Rede de Diaconia members plan actions for 2015 after closing the 2014 year with positive results. Photo: FLD
Rede de Diaconia members plan actions for 2015 after closing the 2014 year with positive results. Photo: FLD

“Networking is one of the traits of vital ministry”

RIO DE JANEIRO, Brazil/GENEVA – 23 July 2015 (LWI) - A Lutheran foundation in Brazil is weaving together a group of small diaconal institutions to create a network that will enable its members to become stronger and better resourced.

By connecting some 60 social organizations under the umbrella of Rede de Diaconia – or the Diakonia Network – the Lutheran Foundation of Diakonia (FLD) believes members will collectively reach more people, particularly woman and youth, than they would do alone.

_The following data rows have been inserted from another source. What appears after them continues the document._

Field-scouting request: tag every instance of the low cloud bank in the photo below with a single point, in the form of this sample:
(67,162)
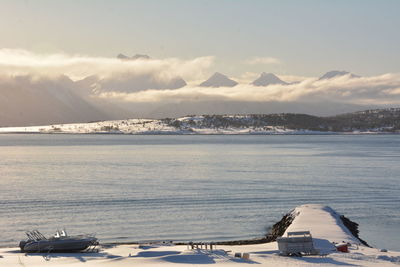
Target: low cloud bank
(138,87)
(384,89)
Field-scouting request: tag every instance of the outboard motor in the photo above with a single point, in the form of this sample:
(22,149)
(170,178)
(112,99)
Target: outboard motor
(22,245)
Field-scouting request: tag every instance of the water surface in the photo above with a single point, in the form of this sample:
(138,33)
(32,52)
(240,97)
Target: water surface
(131,188)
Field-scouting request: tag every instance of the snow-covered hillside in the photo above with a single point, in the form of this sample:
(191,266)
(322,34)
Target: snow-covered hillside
(184,125)
(373,121)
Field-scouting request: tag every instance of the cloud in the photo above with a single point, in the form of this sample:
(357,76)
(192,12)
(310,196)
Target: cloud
(384,89)
(263,61)
(22,62)
(142,86)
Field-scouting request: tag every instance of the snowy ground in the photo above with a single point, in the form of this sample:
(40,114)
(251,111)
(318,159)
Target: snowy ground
(322,221)
(150,126)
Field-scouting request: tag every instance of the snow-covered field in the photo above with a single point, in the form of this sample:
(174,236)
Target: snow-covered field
(323,223)
(152,126)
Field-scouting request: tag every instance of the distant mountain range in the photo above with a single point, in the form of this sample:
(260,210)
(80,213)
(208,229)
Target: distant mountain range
(218,80)
(30,101)
(266,79)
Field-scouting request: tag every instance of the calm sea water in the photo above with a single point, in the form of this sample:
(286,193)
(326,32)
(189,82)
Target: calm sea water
(131,188)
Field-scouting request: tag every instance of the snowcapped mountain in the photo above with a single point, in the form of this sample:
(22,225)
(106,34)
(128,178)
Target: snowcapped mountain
(266,79)
(135,57)
(29,101)
(218,80)
(337,73)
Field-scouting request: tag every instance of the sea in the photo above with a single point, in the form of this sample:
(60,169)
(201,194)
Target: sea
(139,188)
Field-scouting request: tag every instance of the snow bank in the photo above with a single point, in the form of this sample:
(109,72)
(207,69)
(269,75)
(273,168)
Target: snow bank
(323,222)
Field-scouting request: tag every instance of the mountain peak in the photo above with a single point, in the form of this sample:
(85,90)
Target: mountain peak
(122,56)
(267,79)
(218,80)
(140,56)
(135,57)
(337,73)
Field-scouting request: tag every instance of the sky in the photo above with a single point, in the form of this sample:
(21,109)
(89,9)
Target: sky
(59,58)
(303,38)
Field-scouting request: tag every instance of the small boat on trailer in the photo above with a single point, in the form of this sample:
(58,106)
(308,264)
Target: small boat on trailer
(60,242)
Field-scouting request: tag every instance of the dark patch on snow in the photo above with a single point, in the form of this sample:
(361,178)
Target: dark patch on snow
(353,228)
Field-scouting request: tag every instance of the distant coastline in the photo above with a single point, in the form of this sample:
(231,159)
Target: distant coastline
(378,121)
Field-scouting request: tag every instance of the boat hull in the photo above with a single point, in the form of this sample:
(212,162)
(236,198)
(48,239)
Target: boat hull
(60,245)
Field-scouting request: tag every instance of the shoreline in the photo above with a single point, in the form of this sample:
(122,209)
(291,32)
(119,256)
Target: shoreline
(326,226)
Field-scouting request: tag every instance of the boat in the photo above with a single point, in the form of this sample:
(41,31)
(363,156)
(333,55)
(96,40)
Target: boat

The FLD is the diaconal arm of the Evangelical Church of the Lutheran Confession in Brazil. The goal of Rede de Diaconia is to enhance diaconal work in Brazil, a country in which a large number of small institutions often work in isolation or without the support of a larger body.

“As the network supports 60 institutions, over 1000 people must be more or less directly linked to it,” the Lutheran World Federation Secretary for Project Coordination and Monitoring, Ilona Dorji, says.

According to the Executive Secretary of the FLD, Cibele Kuss, networking is one of the traits of vital ministry. “Supportive relationships between churches and organizations with a purpose help bring focus to diaconal work through group learning, mutual coaching and opportunities to discover new perspectives with like-hearted community players.”

Areas of concern include human rights and gender equality

Human rights, gender equality, support to the disabled and elderly, as well as food security are the network’s main areas of interest.

“Rede de Diaconia aims to serve Brazilian society through a system of support, monitoring, evaluation and better coordination of diaconal projects,” Dorji said. It reaches beyond Lutheran confessional boundaries to address issues such as human rights, domestic and social violence, indigenous rights and food security and sovereignty. In such a geographically large country, the network comes into its own in strengthening diaconal work and collaboration, she said.

The LWF has supported Rede de Diaconia for three years. Since the creation of the network, at least 10 new organizations have joined each year.

During the first phase, from 2013 to 2015, the network was set up and promoted amongst diaconal institutions. It created training programs, particularly for women and youth, built a website and formed a partnership between FLD, two regional groups and the Gender Research Group of the tertiary education institute Faculdades EST.

The network is expected to expand and reinforce its significance as an organization for supporting and connecting diaconal institutions. The concept of diakonia networks could be replicated in other regions or countries, Dorji said.

Through joint activities and more workshops and seminars, the network wants to strengthen the role of youth.

The second phase of Rede de Diaconia is expected to start next year.